I’m in the middle of the anime for this one. It’s supernatural mixed with conspiracy. When the Heaven’s Gate and Hell’s Gate appeared on Earth all the stars were blacked out and replaced with false stars. These stars are somehow tied to powers granted to certain humans. In exchange for the use of these powers they are compelled to ‘complete the contract’ after each use. Because of this they’re called Contractors. If they don’t complete the contract their free will is taken away from them and they become Dolls. Dolls are emotionless beings who can only do what they’re told.
Contractors become a valuable commodity for national defense and terrorists. The current story arc I’m in involves a shadowy organization who uses Contractors, Dolls and a human handler to search for something called a Star Fragment that’s being competed over with various governmet spy agencies and the Japanese Special Police Force dedicated to investigating Contractor related cases.
20th Century Boys for AN AMAZING PLOT and good artwork. Really, it’s a stunning read. Definitely check it out.
Its about this group of kids who used to play around and created this fictional story of how a bad guy will take over the world in the future. When these kids turned into adults, it turns out this story is coming true.
It goes back and forth between the past and the present, and its a really interesting story. Done by the same author of Monster, another manga I recommend. 20th Century Boys is much better though.
Oh! I had heard of 20th Century Boys, but did not know about its authorship. This bears a looking-into, now.
If you liked FMA, you might want to try out the manga. The two diverge in hugely important ways. Parts of the manga you will have already seen in the anime, though.

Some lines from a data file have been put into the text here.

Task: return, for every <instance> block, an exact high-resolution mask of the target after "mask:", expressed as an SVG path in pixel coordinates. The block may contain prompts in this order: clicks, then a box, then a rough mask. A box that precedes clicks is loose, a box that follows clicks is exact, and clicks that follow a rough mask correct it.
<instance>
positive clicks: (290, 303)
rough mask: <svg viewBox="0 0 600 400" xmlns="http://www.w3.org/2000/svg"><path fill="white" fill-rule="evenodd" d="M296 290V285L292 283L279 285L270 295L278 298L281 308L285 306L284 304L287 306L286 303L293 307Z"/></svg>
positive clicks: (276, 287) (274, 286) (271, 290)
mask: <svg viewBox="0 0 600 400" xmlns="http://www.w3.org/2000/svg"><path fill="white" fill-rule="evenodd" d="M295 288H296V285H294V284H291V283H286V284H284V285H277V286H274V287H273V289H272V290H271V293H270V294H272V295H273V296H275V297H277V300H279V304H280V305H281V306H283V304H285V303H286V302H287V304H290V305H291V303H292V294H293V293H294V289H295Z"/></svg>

Card Captor Sakura, by Clamp (the people behind X/1999). Ok, the art is over-effeminate, but the character is a little girl, so what of it? The main character is a Japanese schoolgirl, opens a book she finds in her archeologist father’s basement, releases a mass of elemental creatures who the book’s guardian (rule #2 broken - he’s small-animal mascot) informs her she’ll have to recaptue, OR ELSE. The OR ELSES in the sereies are always made out to be more dire than they are. The funny thing about this series is that it manages to be absolutely the most comfortable little story I’ve ever read. There’s none of the creepiness the internets has made it out to have, and unlike the animated version it follows a linear plot not restricted by a monster-of-the-week format. It’s understandable to pass it if the idea of the series makes you gag, but if you want some supernatural action, downright lovable (but in no way over the top or exaggerated) characters, and a bit of warmth in your heart., go for it. For the record, Clamp can’t draw adults without making them tall and angular, for some reason. Since this series focuses on smaller characters (whether children or creatures), though not exclusively, their style is much more pleasing to the eye.
Now you’ve got me wondering if I should read about the magical girl, ha. I’ve started reading Tsubasa Reservoir Chronicle (screw all that odd capitalization)
which uses a lot of the characters from other Clamp works in different dimensional settings, and I really enjoy it. The artwork doesn’t seem overly girly, but it’s well done, and the story has a lot of places it can go.
I’m trying FMA next since I love love love the anime franchise, but I’d like to read the light novels in addition to the manga. Are any of those out in English?
edit - I’m very sorry about not explicitly making recommendations. :\ The only manga I made a point of reading were Fruits Basket and Hellsing… what a combination, right? I really do like Tsubasa, though.
Somebody who likes Tsubasa I stopped watching Tsubasa after the 5th or 6th episode :[ My beef with it is that the characters talked like they were actually slightly mentally retarded in that they had to think about every sentence for about two seconds and then slowly enunciate out a reply (I also noticed this in CCS) and they seem to have no problems with setting up the plot for Pokemoning it up (Alright it’s TIME TO GO TO THE 59TH WORLD TO COLLECT THE 59TH FEATHER YEAHHHH!!!)